Меня это изумило, а префекта поразило какъ громомъ. Онъ нѣсколько минуть былъ нѣмъ и недвижимъ, смотрѣлъ на моего пріятеля какъ-то недовѣрчиво, съ разинутымъ ртомъ; глаза у него какъ-будто хотѣли сейчасъ выскочить. Наконецъ онъ сталъ понемногу приходить въ себя, схватилъ перо и послѣ нѣсколькихъ секундъ нерѣшимости, съ блуждающимъ взоромъ, принялся писать вексель на пятьдесятъ тысячъ франковъ, подписалъ его и подалъ Дюпену. Тотъ хорошенько разсмотрѣлъ вексель и спряталъ въ свой портфель; потомъ открылъ свою шкатулку, вынулъ оттуда письмо и подалъ его префекту. Тотъ схватилъ письмо, въ восторгѣ раскрылъ дрожащей рукой, взглянулъ на содержаніе и мгновенно, безъ дальнѣйшихъ церемоній, бросился бѣжать изъ комнаты и изъ дому, не выговоривъ ни слова съ той минуты, какъ Дюпенъ предложилъ ему написать вексель. Когда онъ ушелъ, мой пріятель пояснилъ нѣкоторыя подробности.

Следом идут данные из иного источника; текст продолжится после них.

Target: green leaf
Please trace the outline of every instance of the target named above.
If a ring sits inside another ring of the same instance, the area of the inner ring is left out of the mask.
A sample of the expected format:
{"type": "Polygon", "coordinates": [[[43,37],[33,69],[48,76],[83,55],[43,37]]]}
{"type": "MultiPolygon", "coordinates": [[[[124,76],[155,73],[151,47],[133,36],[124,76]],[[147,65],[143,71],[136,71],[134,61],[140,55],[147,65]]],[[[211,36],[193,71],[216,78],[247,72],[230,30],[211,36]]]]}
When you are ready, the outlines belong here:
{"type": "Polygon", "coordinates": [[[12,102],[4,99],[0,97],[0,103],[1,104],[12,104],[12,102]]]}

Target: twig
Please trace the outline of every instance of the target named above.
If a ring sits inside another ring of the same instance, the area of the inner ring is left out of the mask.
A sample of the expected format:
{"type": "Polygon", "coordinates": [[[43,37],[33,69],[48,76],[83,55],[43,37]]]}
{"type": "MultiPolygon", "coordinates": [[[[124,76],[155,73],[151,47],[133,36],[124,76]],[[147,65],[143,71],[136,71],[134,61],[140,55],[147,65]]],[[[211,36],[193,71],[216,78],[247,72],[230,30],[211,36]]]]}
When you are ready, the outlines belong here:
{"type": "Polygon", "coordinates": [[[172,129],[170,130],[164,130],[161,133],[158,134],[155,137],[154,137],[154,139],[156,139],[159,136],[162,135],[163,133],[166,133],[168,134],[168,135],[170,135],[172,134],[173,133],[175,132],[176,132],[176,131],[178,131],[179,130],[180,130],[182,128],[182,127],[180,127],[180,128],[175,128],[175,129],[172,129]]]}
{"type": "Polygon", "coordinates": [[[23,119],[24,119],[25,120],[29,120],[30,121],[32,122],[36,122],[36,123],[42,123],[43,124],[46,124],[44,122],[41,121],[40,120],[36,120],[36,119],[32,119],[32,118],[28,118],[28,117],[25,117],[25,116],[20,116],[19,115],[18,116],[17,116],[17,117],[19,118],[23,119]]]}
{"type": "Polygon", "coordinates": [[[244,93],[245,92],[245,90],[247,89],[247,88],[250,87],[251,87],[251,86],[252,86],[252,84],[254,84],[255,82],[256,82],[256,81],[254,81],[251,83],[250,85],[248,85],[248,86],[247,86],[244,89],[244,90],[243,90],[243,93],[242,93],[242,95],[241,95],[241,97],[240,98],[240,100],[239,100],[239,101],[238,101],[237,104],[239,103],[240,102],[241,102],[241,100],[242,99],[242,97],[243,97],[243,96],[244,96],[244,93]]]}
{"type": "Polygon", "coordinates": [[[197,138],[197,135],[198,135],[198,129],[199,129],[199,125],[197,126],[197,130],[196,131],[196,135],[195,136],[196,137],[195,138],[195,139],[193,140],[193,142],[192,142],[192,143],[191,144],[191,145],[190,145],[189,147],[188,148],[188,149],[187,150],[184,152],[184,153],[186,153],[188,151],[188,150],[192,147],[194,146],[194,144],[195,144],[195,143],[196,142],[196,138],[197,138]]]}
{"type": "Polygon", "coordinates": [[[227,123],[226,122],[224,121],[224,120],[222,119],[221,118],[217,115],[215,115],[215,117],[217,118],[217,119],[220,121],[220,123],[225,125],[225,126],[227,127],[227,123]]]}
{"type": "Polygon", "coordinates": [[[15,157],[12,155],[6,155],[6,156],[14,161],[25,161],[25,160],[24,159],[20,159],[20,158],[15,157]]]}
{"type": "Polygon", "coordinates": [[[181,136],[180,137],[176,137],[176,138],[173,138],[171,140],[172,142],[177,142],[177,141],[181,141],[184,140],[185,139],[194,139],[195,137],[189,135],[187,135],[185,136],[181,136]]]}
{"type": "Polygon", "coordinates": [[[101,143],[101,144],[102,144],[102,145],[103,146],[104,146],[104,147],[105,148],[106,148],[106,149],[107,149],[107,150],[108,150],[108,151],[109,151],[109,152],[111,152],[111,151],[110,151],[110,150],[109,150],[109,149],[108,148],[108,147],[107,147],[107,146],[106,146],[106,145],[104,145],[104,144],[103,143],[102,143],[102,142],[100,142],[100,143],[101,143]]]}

— «Парижская полиція, — сказалъ онъ, чрезвычайно искусна въ своемъ дѣлѣ. Агенты ея проницательны, ловки, хитры и владѣютъ всѣми знаніями, которыя могутъ относиться къ ихъ обязанностямъ. Поэтому, когда Жискэ описывалъ намъ обыски, которые онъ дѣлалъ въ домѣ Д…, я, имѣя полное довѣріе къ его способностямъ былъ увѣренъ, что онъ сдѣлалъ самый полный обыскъ въ границахъ своей спеціальности.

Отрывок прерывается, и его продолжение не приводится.